The Foot and Mouth epidemic then struck. “The Moor was on lockdown. One day the fire alarm went off and the fire engine had to be washed five times before it could leave my land.” Mary’s isolation now had a whole new meaning.

After Pen reached the Pole the press ran riot with fake stories about him being close to death. It helped them to secure appearances on national news when he returned. The trip was over but, so it would seem, was their marriage.

“After the divorce we agreed that I would get the house. So I had to make the house work. I absolutely love running a B&B, my guests all love it here.”

As a luxury B&B Mary’s Tripadvisor is rated almost completely with five star reviews. It’s an accolade that Mary is certainly proud of, but she likes to do things her way. “I absolutely refuse to serve breakfast before 9am and my guests absolutely love it here, if I’m ever feeling a bit down I look at my Tripadvisor.”

Mary has since written a series of books about her life, between divorce and setting up a rural guesthouse entitled Back on the Shelf; a collection of thoughts and observations of getting back on the dating scene whilst living in the middle of nowhere. “I wasn’t good enough for a column, I was too posh, too privileged.

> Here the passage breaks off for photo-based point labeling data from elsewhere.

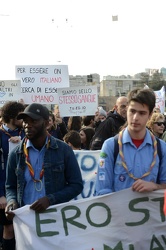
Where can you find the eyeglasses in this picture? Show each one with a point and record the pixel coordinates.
(159, 123)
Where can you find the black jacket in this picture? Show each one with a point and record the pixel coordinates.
(106, 129)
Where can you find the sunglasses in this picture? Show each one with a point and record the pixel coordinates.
(159, 123)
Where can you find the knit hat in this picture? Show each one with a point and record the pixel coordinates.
(36, 111)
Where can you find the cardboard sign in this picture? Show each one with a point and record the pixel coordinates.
(10, 90)
(39, 83)
(78, 101)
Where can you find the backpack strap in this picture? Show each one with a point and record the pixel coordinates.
(116, 147)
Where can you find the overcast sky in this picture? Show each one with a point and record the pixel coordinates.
(82, 35)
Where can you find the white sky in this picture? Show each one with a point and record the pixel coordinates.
(89, 41)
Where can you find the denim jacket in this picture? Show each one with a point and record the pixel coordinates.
(62, 176)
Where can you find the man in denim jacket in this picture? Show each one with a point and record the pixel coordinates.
(42, 170)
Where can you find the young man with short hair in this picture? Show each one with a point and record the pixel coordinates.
(49, 173)
(137, 164)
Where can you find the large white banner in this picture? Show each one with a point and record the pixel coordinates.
(124, 220)
(39, 83)
(78, 101)
(10, 90)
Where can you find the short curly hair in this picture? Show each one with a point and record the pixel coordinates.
(10, 110)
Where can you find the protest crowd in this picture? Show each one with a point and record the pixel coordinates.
(38, 165)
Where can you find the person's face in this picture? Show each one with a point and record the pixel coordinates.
(34, 129)
(121, 107)
(158, 127)
(83, 137)
(137, 116)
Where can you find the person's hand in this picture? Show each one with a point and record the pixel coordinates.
(41, 204)
(15, 139)
(143, 186)
(3, 202)
(9, 208)
(21, 101)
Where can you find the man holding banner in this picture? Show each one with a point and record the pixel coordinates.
(42, 170)
(137, 164)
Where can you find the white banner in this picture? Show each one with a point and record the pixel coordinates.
(78, 101)
(124, 220)
(10, 90)
(39, 83)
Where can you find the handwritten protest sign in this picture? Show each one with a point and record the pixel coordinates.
(78, 101)
(10, 90)
(39, 83)
(124, 220)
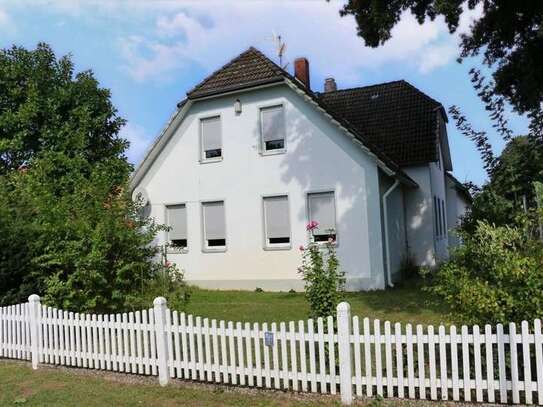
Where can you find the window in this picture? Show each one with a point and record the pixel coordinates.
(276, 221)
(436, 217)
(273, 128)
(211, 138)
(322, 209)
(214, 225)
(176, 218)
(444, 228)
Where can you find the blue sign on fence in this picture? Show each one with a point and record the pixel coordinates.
(268, 338)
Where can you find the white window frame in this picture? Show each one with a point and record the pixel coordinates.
(205, 247)
(308, 209)
(176, 249)
(203, 158)
(263, 150)
(266, 244)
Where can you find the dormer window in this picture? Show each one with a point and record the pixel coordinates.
(211, 140)
(272, 122)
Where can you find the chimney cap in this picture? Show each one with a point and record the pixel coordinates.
(330, 85)
(301, 71)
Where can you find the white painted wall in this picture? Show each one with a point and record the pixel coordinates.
(396, 224)
(419, 217)
(437, 180)
(319, 157)
(457, 207)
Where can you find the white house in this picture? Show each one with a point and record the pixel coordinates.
(252, 154)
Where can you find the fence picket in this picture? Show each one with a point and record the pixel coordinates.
(322, 356)
(275, 357)
(205, 350)
(454, 362)
(303, 367)
(241, 361)
(388, 357)
(421, 365)
(378, 360)
(515, 391)
(489, 363)
(312, 363)
(266, 354)
(200, 348)
(465, 364)
(501, 363)
(258, 360)
(432, 362)
(357, 360)
(410, 367)
(526, 362)
(249, 344)
(224, 355)
(331, 355)
(293, 353)
(538, 343)
(367, 357)
(477, 364)
(399, 359)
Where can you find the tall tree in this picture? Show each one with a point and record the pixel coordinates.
(44, 105)
(508, 34)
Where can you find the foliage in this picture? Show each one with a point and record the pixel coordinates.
(168, 283)
(495, 276)
(324, 281)
(510, 187)
(45, 106)
(507, 34)
(69, 230)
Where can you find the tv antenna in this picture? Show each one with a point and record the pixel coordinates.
(280, 48)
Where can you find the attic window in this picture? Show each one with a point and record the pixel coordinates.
(273, 130)
(211, 139)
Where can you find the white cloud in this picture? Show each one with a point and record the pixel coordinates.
(139, 141)
(6, 22)
(210, 33)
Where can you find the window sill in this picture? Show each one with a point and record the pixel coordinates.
(214, 250)
(278, 247)
(183, 250)
(273, 152)
(210, 160)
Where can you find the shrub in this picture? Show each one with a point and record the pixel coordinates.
(496, 276)
(324, 282)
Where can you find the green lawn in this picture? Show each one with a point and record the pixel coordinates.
(406, 303)
(20, 385)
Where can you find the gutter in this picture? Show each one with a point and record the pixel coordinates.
(385, 218)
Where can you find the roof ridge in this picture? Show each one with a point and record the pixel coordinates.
(249, 50)
(363, 87)
(400, 81)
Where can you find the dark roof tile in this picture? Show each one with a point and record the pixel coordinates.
(396, 117)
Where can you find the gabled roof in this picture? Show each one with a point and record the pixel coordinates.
(250, 68)
(396, 117)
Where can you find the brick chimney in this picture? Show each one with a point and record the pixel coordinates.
(330, 85)
(301, 71)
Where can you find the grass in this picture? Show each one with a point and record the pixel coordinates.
(20, 385)
(50, 386)
(405, 303)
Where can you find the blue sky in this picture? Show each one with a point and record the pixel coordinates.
(151, 53)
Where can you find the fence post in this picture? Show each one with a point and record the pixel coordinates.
(344, 345)
(34, 314)
(160, 307)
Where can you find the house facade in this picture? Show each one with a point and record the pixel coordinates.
(253, 154)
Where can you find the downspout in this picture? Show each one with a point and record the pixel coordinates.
(385, 218)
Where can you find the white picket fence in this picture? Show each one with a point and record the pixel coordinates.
(332, 355)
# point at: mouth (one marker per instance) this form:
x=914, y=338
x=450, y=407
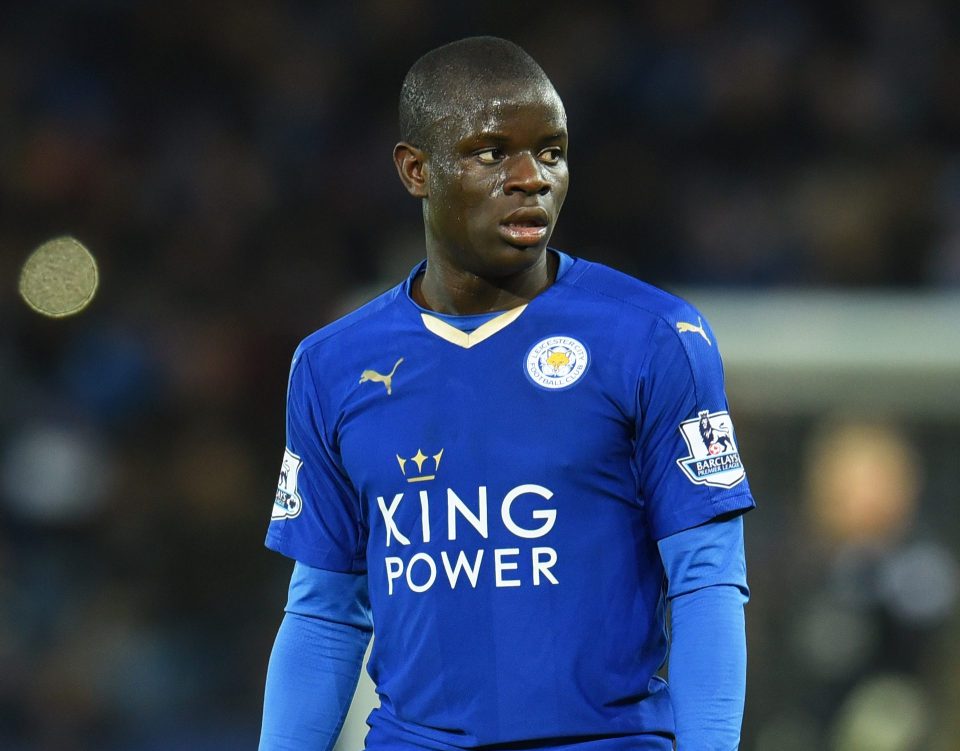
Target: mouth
x=526, y=226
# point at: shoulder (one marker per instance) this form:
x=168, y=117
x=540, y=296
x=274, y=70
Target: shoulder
x=603, y=286
x=362, y=325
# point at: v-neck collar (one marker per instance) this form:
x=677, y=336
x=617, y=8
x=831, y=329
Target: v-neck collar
x=450, y=333
x=461, y=338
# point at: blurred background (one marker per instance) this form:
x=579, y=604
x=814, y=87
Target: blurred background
x=792, y=167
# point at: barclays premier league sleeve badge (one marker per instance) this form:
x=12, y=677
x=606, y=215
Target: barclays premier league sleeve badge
x=287, y=503
x=713, y=457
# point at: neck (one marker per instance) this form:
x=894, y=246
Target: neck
x=446, y=289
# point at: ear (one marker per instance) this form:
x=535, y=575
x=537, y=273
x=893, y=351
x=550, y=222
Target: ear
x=412, y=167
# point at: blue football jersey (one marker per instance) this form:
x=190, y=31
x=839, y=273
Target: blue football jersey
x=504, y=490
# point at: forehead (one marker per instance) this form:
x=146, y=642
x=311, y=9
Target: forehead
x=502, y=108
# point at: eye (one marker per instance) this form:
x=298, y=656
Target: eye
x=489, y=156
x=551, y=156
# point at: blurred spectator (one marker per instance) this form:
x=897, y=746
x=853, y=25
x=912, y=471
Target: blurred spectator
x=872, y=594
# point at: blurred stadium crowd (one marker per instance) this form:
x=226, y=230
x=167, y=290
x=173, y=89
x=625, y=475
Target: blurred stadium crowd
x=229, y=166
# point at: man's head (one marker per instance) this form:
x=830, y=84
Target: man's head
x=447, y=80
x=484, y=145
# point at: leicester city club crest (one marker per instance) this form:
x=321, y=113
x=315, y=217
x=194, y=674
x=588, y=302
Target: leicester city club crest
x=713, y=458
x=287, y=503
x=557, y=362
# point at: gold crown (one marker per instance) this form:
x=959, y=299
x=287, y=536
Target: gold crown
x=419, y=459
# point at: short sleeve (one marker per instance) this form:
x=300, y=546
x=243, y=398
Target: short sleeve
x=316, y=516
x=686, y=455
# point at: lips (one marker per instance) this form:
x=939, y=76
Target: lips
x=525, y=226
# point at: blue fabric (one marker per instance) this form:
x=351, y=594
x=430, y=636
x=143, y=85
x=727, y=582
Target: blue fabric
x=505, y=501
x=315, y=661
x=707, y=590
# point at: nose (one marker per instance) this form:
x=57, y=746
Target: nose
x=525, y=175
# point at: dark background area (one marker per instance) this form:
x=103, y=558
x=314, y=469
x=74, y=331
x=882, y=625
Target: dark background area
x=229, y=166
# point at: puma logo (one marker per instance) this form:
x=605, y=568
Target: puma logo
x=386, y=380
x=684, y=327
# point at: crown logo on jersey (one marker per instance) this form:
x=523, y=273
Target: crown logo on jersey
x=420, y=459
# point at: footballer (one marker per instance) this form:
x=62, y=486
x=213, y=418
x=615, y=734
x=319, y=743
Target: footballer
x=506, y=468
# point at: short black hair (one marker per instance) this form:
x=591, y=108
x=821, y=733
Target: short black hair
x=441, y=79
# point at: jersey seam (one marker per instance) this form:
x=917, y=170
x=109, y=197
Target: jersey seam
x=356, y=499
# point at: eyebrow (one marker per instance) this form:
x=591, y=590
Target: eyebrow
x=500, y=137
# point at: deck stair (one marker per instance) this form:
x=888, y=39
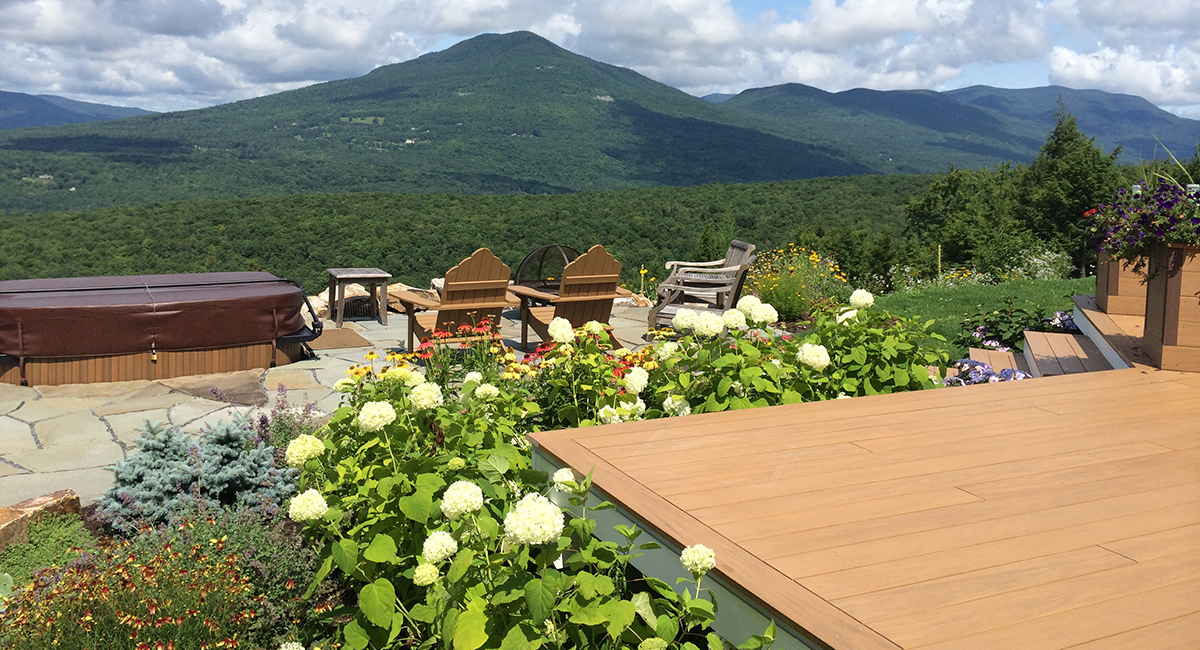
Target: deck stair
x=1051, y=354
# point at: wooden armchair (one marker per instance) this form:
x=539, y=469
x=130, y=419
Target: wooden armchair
x=702, y=286
x=586, y=292
x=474, y=290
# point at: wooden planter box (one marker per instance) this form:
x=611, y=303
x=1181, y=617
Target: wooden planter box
x=1171, y=337
x=1119, y=289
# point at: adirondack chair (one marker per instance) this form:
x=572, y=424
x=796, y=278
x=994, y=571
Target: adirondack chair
x=702, y=286
x=474, y=290
x=586, y=292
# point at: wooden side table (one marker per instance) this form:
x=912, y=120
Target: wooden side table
x=373, y=278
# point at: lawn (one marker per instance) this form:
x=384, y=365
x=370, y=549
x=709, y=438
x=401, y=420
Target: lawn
x=949, y=305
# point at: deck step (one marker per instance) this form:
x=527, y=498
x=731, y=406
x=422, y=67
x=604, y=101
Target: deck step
x=1050, y=354
x=1119, y=337
x=999, y=360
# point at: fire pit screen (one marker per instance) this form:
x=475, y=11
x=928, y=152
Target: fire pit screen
x=543, y=269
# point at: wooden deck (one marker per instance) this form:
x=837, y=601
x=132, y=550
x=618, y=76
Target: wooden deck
x=1047, y=513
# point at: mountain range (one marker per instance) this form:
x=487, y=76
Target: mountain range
x=18, y=109
x=515, y=113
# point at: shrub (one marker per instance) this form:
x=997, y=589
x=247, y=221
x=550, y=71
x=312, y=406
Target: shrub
x=271, y=552
x=423, y=500
x=54, y=540
x=173, y=471
x=795, y=280
x=185, y=597
x=1003, y=329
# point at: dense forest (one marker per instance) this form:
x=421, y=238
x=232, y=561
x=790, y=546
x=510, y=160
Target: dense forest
x=418, y=236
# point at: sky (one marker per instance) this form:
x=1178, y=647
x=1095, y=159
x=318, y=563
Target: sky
x=181, y=54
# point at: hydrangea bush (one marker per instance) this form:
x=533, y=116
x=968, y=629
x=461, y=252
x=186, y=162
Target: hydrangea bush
x=421, y=497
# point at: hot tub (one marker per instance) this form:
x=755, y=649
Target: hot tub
x=117, y=329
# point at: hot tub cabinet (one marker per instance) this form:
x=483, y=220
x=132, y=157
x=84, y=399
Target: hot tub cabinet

I wrote most of the books under the name of Mary Nicholson, I didn’t want to be using the Hadow name. I published it myself and I’ve sold 750 copies.”

Mary is always happy to exploit free publicity, whilst having a bit of fun with it. She featured on the Channel 4 show Four in a Bed, falling foul of one the contestants accusing her of unfair criticism. What was the complaint? “A worm in the toilet,” the ‘bum-worm’ as she calls it. Channel 4 took the episode off their website because I said they were purposely stirring things.”

Luckily, Mary has someone to fight her corner – a fan named Gordon who sends her e-cards every day. “Gordon set up an e-petition to have Channel 4 re-instate the Four in a Bed episode online,” I am told.

“He berates the producers regularly for me.” Whether Channel 4 will listen to Gordon, or Mary, remains to be seen. However one thing is for certain – they don’t make characters like Mary any more.